Clifford R. Gray, Inc. v. LeChase Construction Services, Inc. (2008)

A number of years ago in Bunkoff General Contractors, Inc. v. Dunham Electric, Inc. (2002), a New York appellate court recognized the right of a general contractor to assert a claim against a subcontractor for refusing to honor its bid. The court held that the general contractor was required to prove the following four elements to recover damages on this type of claim:

(1) the subcontractor made a clear and unambiguous promise (i.e., a definite bid);

(2) the general contractor relied on the bid;

(3) the general contractor's reliance was reasonable and foreseeable; and (4) the general contractor was damaged as a result of its reliance.

The courts in New York have also issued a mirror-image decision, ruling that a subcontractor who was promised the job by the general contractor if the general contractor was awarded the contract, had a cause of action if another subcontractor was awarded the work. Two years ago, in Clifford R. Gray, Inc. v. LeChase Construction Services, Inc. (2006), a New York appellate court upheld the subcontractor's right to assert a claim for damages in this situation. Specifically, the subcontractor alleged it had an unwritten exclusivity agreement with the general contractor to receive a subcontract for a project in return for not submitting a bid to or dealing with any other general contractor on that project. The 2006 determination was simply an initial ruling that the subcontractor had a viable claim for promissory estoppel; however, the subcontractor was required to prove its damages at a trial in order to obtain a recovery.

The question not decided in 2006 was what type of damages the subcontractor could recover. This issue was examined when the case later went to trial this year. As would be expected, the subcontractor sought to recover the profits it expected to earn if it had received the subcontract. The general contractor, on the other hand, argued that the subcontractor's recovery should be limited to expenditures made in reliance on the general contractor's supposed promise to give the subcontractor the job.

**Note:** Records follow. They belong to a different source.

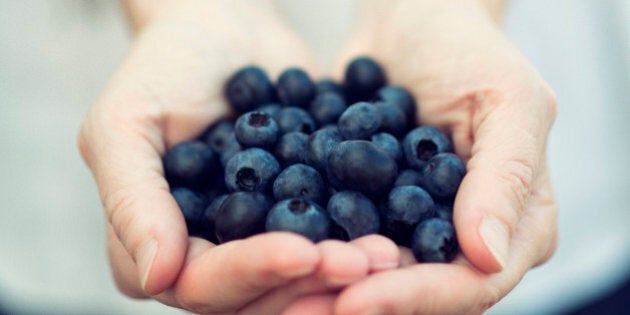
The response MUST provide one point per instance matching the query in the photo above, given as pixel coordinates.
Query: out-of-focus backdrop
(56, 56)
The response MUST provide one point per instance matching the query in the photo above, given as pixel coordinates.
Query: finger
(125, 160)
(509, 144)
(341, 264)
(382, 252)
(319, 304)
(233, 274)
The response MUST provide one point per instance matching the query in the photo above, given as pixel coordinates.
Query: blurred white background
(56, 56)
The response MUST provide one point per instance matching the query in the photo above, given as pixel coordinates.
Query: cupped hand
(475, 85)
(169, 89)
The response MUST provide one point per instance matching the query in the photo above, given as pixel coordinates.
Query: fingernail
(496, 236)
(144, 259)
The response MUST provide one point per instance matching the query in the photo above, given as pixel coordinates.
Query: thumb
(509, 140)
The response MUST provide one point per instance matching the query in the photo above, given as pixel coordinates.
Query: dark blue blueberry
(256, 129)
(241, 215)
(327, 107)
(406, 206)
(434, 240)
(319, 145)
(443, 174)
(295, 88)
(400, 97)
(210, 215)
(248, 88)
(409, 177)
(299, 180)
(294, 119)
(422, 143)
(192, 204)
(253, 169)
(363, 77)
(292, 148)
(190, 164)
(299, 216)
(444, 212)
(393, 120)
(353, 215)
(218, 135)
(270, 108)
(328, 85)
(231, 148)
(361, 166)
(359, 122)
(390, 144)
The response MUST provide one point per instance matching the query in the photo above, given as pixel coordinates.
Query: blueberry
(210, 216)
(256, 129)
(253, 169)
(299, 180)
(388, 143)
(319, 145)
(363, 77)
(422, 143)
(292, 148)
(299, 216)
(353, 215)
(241, 215)
(190, 164)
(328, 85)
(359, 121)
(327, 107)
(230, 149)
(361, 166)
(409, 177)
(294, 119)
(434, 240)
(217, 136)
(393, 120)
(248, 88)
(295, 88)
(400, 97)
(443, 174)
(192, 205)
(405, 207)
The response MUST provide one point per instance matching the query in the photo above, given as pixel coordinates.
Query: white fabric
(56, 56)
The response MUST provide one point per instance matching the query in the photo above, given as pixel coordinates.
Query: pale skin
(469, 80)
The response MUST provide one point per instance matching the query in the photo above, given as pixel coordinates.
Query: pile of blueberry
(325, 160)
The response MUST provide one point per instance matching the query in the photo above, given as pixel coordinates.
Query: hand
(472, 83)
(167, 90)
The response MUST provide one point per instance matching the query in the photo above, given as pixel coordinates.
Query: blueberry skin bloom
(319, 145)
(361, 166)
(406, 206)
(422, 143)
(291, 119)
(363, 77)
(248, 88)
(353, 215)
(291, 148)
(299, 180)
(299, 216)
(241, 215)
(434, 240)
(253, 169)
(400, 97)
(443, 174)
(193, 205)
(359, 122)
(327, 107)
(190, 164)
(295, 88)
(256, 129)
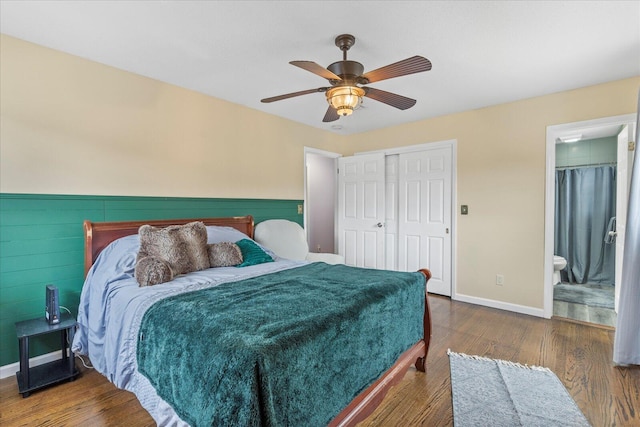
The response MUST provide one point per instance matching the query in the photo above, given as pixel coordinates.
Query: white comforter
(112, 306)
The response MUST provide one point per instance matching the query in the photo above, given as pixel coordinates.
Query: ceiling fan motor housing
(348, 71)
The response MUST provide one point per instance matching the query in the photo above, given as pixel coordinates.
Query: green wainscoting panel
(41, 242)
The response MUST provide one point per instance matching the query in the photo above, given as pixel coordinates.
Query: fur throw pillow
(181, 248)
(224, 254)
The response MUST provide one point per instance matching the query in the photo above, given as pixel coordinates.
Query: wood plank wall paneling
(41, 242)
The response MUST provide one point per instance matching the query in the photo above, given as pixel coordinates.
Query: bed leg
(421, 362)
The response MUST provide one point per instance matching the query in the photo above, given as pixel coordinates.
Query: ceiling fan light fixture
(345, 99)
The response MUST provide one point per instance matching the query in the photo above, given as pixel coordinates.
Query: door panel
(361, 210)
(424, 218)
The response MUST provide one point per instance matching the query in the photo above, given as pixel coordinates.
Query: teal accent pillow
(252, 254)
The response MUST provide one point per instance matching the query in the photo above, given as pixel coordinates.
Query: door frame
(453, 144)
(553, 133)
(305, 212)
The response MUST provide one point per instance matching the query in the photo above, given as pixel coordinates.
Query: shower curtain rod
(593, 165)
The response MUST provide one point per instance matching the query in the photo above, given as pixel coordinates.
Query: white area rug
(490, 392)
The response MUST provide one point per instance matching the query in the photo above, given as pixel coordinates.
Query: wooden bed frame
(97, 235)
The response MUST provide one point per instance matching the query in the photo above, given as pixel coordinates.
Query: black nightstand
(30, 379)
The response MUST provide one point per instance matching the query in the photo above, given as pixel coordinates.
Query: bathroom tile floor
(585, 313)
(572, 301)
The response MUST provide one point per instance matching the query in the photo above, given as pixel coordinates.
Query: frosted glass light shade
(345, 99)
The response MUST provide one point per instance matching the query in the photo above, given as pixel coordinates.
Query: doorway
(587, 302)
(320, 198)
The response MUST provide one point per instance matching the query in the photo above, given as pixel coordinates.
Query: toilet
(558, 264)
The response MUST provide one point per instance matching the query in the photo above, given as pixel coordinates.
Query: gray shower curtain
(585, 204)
(626, 348)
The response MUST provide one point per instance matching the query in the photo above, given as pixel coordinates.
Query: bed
(361, 330)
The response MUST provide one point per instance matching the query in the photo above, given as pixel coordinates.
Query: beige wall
(71, 126)
(501, 176)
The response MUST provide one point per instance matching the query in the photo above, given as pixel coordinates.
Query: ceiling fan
(347, 79)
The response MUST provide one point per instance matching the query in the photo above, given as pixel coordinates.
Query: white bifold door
(395, 212)
(361, 202)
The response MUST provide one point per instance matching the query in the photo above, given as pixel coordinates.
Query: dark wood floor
(579, 354)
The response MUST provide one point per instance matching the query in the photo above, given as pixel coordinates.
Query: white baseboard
(523, 309)
(9, 370)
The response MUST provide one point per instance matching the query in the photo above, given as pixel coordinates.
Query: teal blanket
(291, 348)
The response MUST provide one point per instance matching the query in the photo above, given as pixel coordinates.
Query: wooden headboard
(98, 235)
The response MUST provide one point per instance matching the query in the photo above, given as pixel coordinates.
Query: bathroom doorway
(585, 289)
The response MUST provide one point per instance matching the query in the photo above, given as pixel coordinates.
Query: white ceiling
(483, 52)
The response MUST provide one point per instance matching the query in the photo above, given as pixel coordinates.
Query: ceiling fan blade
(393, 99)
(315, 69)
(331, 115)
(294, 94)
(415, 64)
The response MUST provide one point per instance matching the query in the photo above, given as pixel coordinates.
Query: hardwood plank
(579, 354)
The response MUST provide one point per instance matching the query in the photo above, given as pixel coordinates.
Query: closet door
(424, 215)
(361, 210)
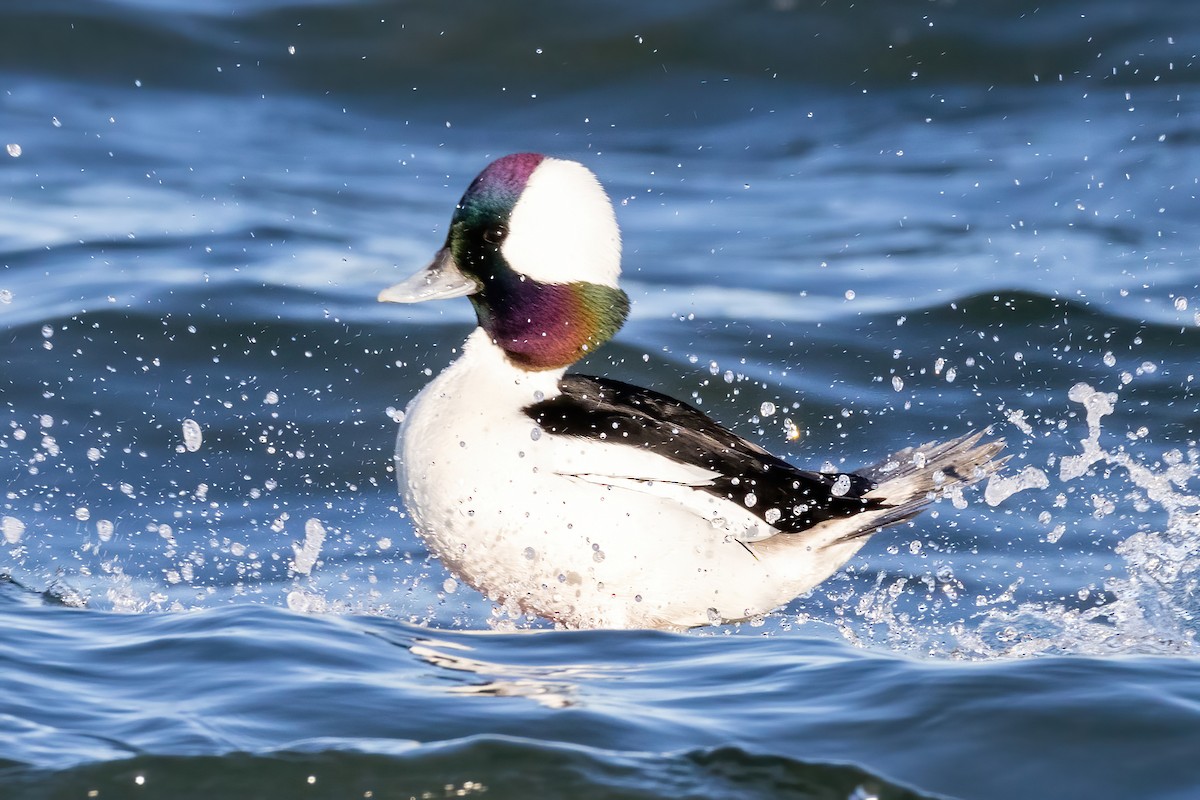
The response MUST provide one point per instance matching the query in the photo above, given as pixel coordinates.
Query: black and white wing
(786, 498)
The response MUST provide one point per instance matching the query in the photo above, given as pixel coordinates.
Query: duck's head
(535, 245)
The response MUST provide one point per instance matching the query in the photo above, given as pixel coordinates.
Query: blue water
(893, 221)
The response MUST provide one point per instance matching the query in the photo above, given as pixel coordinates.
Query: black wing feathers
(786, 498)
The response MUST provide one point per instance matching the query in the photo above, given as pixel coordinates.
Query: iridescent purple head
(535, 245)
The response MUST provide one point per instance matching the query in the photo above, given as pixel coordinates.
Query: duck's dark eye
(496, 235)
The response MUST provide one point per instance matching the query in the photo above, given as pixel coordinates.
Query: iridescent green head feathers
(535, 245)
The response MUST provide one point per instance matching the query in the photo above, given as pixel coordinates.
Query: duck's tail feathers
(907, 481)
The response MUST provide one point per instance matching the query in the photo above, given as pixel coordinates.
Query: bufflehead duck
(592, 501)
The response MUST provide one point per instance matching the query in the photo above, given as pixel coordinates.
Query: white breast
(587, 533)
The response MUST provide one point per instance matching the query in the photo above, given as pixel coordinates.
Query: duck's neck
(544, 326)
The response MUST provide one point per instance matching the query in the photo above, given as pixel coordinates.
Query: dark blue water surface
(881, 222)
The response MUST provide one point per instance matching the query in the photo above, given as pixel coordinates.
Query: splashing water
(1151, 608)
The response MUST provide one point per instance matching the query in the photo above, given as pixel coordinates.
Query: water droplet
(12, 529)
(193, 437)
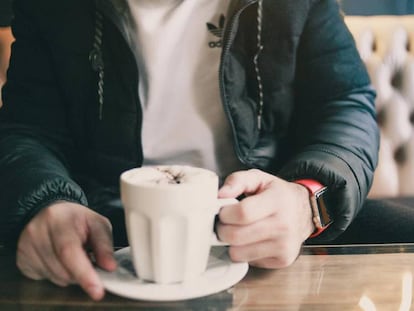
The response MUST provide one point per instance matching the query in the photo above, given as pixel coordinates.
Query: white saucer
(221, 274)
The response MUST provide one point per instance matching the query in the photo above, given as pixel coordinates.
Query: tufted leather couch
(386, 45)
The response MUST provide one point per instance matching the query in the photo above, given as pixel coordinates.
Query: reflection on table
(366, 277)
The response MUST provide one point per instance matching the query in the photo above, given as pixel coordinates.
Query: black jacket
(318, 108)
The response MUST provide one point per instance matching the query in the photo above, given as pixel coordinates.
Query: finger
(102, 245)
(76, 261)
(244, 182)
(242, 235)
(249, 210)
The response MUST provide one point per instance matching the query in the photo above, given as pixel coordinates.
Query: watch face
(324, 202)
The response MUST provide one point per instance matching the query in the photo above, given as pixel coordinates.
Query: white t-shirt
(177, 44)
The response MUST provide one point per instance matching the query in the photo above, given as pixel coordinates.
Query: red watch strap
(313, 187)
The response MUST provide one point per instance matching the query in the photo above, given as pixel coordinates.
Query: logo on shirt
(217, 31)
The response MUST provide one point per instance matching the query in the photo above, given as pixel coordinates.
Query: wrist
(317, 193)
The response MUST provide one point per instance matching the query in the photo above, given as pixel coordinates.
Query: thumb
(244, 182)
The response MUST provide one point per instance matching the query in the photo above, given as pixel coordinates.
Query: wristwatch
(319, 201)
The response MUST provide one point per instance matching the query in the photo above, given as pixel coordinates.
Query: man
(6, 39)
(272, 95)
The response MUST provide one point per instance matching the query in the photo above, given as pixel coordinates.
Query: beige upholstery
(386, 45)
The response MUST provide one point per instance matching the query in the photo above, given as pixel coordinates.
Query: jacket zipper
(228, 39)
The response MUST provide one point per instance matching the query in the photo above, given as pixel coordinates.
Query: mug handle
(221, 202)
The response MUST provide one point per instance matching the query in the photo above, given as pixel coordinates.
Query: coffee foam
(169, 175)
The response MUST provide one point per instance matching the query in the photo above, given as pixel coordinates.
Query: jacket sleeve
(335, 123)
(34, 136)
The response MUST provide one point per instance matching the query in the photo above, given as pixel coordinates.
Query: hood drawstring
(256, 63)
(96, 59)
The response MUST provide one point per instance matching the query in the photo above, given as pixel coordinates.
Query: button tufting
(385, 44)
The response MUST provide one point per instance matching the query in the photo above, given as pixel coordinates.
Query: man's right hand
(53, 246)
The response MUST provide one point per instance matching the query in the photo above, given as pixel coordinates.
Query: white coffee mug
(169, 213)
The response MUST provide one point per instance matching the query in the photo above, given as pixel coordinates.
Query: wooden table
(366, 277)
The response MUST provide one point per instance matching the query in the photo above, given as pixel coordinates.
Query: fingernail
(96, 292)
(224, 189)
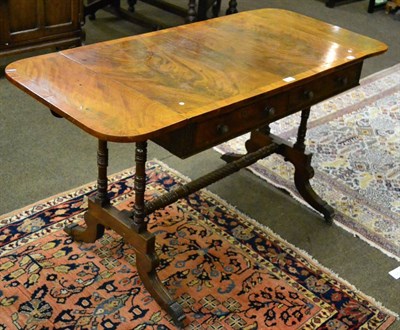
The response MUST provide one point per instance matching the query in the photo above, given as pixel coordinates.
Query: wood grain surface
(139, 87)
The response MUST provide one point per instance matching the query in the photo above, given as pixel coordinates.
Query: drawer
(222, 128)
(209, 132)
(318, 90)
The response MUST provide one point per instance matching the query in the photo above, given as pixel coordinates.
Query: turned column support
(139, 214)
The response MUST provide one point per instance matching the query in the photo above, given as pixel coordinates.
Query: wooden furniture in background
(195, 10)
(189, 89)
(376, 4)
(27, 25)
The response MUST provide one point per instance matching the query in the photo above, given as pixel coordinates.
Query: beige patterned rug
(355, 139)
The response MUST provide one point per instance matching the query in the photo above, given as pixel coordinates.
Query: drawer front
(227, 126)
(311, 93)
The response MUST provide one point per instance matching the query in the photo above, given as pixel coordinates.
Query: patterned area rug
(227, 271)
(355, 139)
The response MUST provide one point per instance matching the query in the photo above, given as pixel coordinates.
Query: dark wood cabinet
(27, 25)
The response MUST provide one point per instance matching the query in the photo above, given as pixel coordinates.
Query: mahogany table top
(137, 88)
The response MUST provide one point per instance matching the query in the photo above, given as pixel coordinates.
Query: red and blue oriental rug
(227, 271)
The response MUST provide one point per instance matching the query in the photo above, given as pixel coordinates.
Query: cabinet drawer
(199, 136)
(311, 93)
(237, 122)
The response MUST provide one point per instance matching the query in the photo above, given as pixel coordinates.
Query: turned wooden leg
(139, 223)
(216, 8)
(300, 160)
(146, 257)
(304, 171)
(94, 230)
(232, 8)
(302, 175)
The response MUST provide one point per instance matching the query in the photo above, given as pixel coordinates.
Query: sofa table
(188, 89)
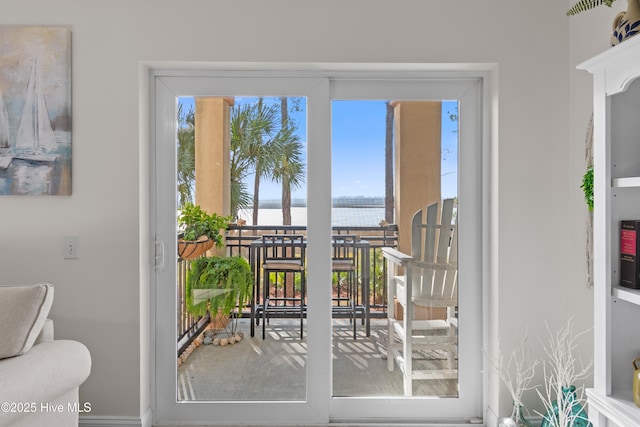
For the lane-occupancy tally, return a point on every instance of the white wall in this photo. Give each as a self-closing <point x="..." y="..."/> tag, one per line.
<point x="101" y="298"/>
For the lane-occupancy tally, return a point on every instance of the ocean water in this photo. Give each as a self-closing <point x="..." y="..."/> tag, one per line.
<point x="368" y="217"/>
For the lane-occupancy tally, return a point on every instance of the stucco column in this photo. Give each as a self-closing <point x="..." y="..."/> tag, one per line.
<point x="212" y="134"/>
<point x="213" y="166"/>
<point x="418" y="161"/>
<point x="417" y="173"/>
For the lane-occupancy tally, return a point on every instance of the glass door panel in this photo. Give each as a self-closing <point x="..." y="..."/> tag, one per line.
<point x="244" y="157"/>
<point x="377" y="147"/>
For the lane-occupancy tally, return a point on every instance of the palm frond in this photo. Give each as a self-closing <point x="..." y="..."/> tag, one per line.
<point x="583" y="5"/>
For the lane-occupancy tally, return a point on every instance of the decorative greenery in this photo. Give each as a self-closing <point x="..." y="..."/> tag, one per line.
<point x="516" y="375"/>
<point x="195" y="222"/>
<point x="587" y="187"/>
<point x="583" y="5"/>
<point x="562" y="399"/>
<point x="230" y="276"/>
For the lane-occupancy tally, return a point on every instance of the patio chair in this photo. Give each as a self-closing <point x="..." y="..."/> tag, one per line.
<point x="429" y="279"/>
<point x="343" y="265"/>
<point x="283" y="255"/>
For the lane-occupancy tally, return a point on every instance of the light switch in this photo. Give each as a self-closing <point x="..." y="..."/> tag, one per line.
<point x="70" y="248"/>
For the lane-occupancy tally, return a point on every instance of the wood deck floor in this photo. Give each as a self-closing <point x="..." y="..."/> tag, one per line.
<point x="274" y="368"/>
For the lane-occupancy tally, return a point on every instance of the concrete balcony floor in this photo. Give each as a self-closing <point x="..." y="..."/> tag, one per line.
<point x="274" y="368"/>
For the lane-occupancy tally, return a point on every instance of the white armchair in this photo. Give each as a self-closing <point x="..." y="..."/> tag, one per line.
<point x="40" y="376"/>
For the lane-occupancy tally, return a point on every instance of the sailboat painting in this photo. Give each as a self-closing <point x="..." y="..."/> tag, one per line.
<point x="35" y="110"/>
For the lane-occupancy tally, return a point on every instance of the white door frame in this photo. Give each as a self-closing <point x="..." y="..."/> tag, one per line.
<point x="469" y="87"/>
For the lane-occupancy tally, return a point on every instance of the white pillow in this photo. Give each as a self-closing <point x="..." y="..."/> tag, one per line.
<point x="23" y="311"/>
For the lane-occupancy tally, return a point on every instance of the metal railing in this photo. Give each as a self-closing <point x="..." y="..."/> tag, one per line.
<point x="238" y="241"/>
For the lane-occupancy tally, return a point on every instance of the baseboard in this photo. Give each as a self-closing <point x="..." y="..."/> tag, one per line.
<point x="97" y="421"/>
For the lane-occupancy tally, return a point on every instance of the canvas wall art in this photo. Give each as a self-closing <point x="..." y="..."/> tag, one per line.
<point x="35" y="110"/>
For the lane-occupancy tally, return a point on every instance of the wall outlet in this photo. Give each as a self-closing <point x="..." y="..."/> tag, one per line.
<point x="70" y="248"/>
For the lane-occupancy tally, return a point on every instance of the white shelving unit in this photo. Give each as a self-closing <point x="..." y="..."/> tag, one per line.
<point x="616" y="91"/>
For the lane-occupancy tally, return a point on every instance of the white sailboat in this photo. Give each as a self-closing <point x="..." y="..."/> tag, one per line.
<point x="35" y="134"/>
<point x="4" y="124"/>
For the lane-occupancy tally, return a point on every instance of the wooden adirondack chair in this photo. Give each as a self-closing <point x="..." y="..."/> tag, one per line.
<point x="429" y="279"/>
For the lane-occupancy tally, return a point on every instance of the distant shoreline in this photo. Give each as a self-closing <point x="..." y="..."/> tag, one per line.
<point x="338" y="202"/>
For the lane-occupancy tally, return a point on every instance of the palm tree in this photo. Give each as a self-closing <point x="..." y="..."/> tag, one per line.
<point x="252" y="150"/>
<point x="289" y="168"/>
<point x="186" y="155"/>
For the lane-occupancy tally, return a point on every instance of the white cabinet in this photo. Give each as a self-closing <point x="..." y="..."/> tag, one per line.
<point x="617" y="196"/>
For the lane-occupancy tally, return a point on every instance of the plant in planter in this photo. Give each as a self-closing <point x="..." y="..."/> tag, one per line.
<point x="625" y="25"/>
<point x="562" y="398"/>
<point x="583" y="5"/>
<point x="218" y="285"/>
<point x="516" y="375"/>
<point x="199" y="231"/>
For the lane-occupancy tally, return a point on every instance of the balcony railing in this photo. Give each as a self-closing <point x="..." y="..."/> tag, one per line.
<point x="238" y="242"/>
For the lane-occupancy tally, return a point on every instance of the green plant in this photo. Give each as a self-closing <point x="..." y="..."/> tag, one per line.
<point x="583" y="5"/>
<point x="195" y="222"/>
<point x="218" y="284"/>
<point x="587" y="187"/>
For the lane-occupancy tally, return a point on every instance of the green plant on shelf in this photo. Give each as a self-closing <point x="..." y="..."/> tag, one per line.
<point x="194" y="222"/>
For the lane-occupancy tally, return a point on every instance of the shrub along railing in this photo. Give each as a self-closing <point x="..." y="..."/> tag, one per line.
<point x="238" y="242"/>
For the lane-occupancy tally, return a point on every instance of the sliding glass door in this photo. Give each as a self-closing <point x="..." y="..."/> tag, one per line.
<point x="351" y="165"/>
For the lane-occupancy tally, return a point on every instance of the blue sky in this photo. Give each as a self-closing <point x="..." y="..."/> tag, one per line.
<point x="358" y="138"/>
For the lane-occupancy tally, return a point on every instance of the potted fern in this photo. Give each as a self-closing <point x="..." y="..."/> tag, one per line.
<point x="218" y="285"/>
<point x="583" y="5"/>
<point x="625" y="25"/>
<point x="199" y="231"/>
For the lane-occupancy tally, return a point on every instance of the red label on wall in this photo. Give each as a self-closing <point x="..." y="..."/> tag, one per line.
<point x="628" y="242"/>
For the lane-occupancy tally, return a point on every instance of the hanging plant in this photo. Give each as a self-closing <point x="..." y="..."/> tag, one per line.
<point x="218" y="284"/>
<point x="583" y="5"/>
<point x="587" y="187"/>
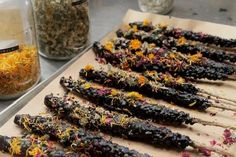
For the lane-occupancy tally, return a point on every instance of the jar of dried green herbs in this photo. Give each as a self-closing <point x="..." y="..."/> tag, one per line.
<point x="19" y="61"/>
<point x="62" y="27"/>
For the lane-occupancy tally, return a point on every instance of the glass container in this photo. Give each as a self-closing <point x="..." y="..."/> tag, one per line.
<point x="156" y="6"/>
<point x="62" y="27"/>
<point x="19" y="62"/>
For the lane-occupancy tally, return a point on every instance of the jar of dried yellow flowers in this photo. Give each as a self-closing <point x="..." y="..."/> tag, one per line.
<point x="19" y="62"/>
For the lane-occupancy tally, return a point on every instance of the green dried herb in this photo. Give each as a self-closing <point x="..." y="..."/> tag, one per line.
<point x="62" y="27"/>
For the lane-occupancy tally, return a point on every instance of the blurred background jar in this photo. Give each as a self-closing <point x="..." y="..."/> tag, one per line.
<point x="156" y="6"/>
<point x="19" y="62"/>
<point x="62" y="27"/>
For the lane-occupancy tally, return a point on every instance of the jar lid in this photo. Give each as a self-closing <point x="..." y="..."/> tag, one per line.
<point x="7" y="46"/>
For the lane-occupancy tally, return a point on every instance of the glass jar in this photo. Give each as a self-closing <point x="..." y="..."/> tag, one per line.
<point x="156" y="6"/>
<point x="62" y="27"/>
<point x="19" y="62"/>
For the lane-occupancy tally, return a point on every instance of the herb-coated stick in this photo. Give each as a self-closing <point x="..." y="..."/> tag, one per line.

In the second decision in the matter, a New York appellate court decided the damages question, siding with the general contractor and limiting the subcontractor's recovery to its bid costs and any other actual expenses incurred in anticipation of receiving the job. The subcontractor was not permitted to recover for lost profits. The court reasoned that because the parties never fully agreed on all the essential terms of a subcontract, the subcontractor could not recover "benefit of the bargain" damages, i.e., lost profits.

EDITOR'S NOTE:

In reaching this decision, the court stated that the result depended on the facts. Unfortunately, the court did not explain which essential contractual terms had been left open by the parties, whether it was price, schedule, scope or something else. This case also leaves uncertain the damages that a general contractor can recover when it relies on a subcontractor's bid but the subcontractor then refuses to take the job. Would the general contractor be able to recover the differential between the subcontractor's low bid and a higher-priced subcontract entered into after the sub walked away from the job, or would the general contractor be relegated to expenses incurred in rebidding the subcontract? These questions will have to await future court decisions.